Sunday, August 19, 2012
Children Crave Responsibility
As a relatively young parent, I have learned very much about parenting in just a short while. As parents, we have a huge responsibility to help mold our children into the wonderful people that we know they will one day become. This is possible through the style of parenting that you choose to implement within your home. I am not a fan of any single parenting style, but think that in order to be the best parents you can be you need to be well versed in each. You have to incorporate portions of each parenting style depending upon the situation. Sometimes being an authoritarian is necessary in order to teach boundaries. Sometimes you need to be authoritative to teach respect. Sometimes you need to be indulgent to teach value. Sometimes you need to be disengaged to give freedom so your children can put what you have taught them to use. There is no true way to be a great parent without utilizing all of these styles.
My lovely girls are ages four and six. The time I get to spend with them is incredibly important to me. I only have my children three days a week. This means I have to be a full-time daddy in less than half the time. My children live in two very different environments with two very different perspectives. As of late, I have been on a mission to teach them the value of hard work and responsibility. It has not been as hard as one might think.
I have learned that children crave structure. They need it and they thrive within it. They need consistency and they need stability. This comes with having a schedule. In our home, we have a set schedule that admittedly, changes slightly from time to time, but the core structure of the schedule will remain in place. This helps my wife and I get our children into a routine. Once they are in a routine, they know what to expect and when to expect it. Stability is vital to structure.
Not only do children crave structure but also they need responsibility. Responsibility is not something that you throw on a child, they are children, and responsibility requires teaching. The way we have worked responsibility into our home is that my children know I have expectations of them. These expectations are not astronomical. I do not want to overwhelm them. We have started teaching responsibility by giving them simple chores. We designed a chore chart that works as a reward system. Each time our children do a chore, they earn a star. Once they have earned five stars, they have earned a heart. Once they have earned a heart, they have earned a dollar. Once they have five hearts, they have five dollars and my wife and I take them shopping to let them spend the money they have earned. This system has been incredibly successful. It has taught them the value of their efforts and has taught them the responsibilities that I expect them to maintain.

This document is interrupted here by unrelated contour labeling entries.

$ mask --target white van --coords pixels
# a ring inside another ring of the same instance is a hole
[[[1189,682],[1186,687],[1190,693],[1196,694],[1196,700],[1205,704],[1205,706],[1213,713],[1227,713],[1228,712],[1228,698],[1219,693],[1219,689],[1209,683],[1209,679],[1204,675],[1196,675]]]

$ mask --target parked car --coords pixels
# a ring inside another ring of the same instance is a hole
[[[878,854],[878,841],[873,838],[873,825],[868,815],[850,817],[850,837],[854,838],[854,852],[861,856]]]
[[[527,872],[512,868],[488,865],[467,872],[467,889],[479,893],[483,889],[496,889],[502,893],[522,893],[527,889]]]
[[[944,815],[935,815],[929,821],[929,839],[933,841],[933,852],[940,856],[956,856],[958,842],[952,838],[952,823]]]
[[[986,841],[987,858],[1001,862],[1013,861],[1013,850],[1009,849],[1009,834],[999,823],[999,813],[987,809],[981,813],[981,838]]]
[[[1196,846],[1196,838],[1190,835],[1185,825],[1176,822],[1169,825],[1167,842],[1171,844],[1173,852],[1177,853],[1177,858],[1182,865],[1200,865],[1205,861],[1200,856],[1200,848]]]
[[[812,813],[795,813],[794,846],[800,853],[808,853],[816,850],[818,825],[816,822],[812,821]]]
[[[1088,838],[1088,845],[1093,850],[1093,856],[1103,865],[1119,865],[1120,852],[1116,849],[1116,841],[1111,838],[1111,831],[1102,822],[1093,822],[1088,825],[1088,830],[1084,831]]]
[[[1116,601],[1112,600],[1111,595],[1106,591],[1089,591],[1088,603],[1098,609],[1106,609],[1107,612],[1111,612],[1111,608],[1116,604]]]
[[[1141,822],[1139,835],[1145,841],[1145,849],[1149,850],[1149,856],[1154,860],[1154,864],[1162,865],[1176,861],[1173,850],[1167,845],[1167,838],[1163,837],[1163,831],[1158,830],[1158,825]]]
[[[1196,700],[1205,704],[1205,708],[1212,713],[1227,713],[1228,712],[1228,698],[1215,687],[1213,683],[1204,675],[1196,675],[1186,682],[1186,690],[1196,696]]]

Being a parent is an ongoing learning process. For me, I receive something new each week. I love it. It is a lifestyle that is unparalleled by any other. I love it because my children are amazing and I learn something new constantly. I am watching them develop and I am so proud of the little people they are now. As I teach them responsibility, they teach me better ways to be a daddy. The system we have in place has taught them how to be responsible in a structured environment and the value of their hard work and efforts. Children crave structure and responsibility. It is our responsibility as parents to allow them to experience it to prepare them to be able to handle themselves as they grow into the amazing people we know they will be.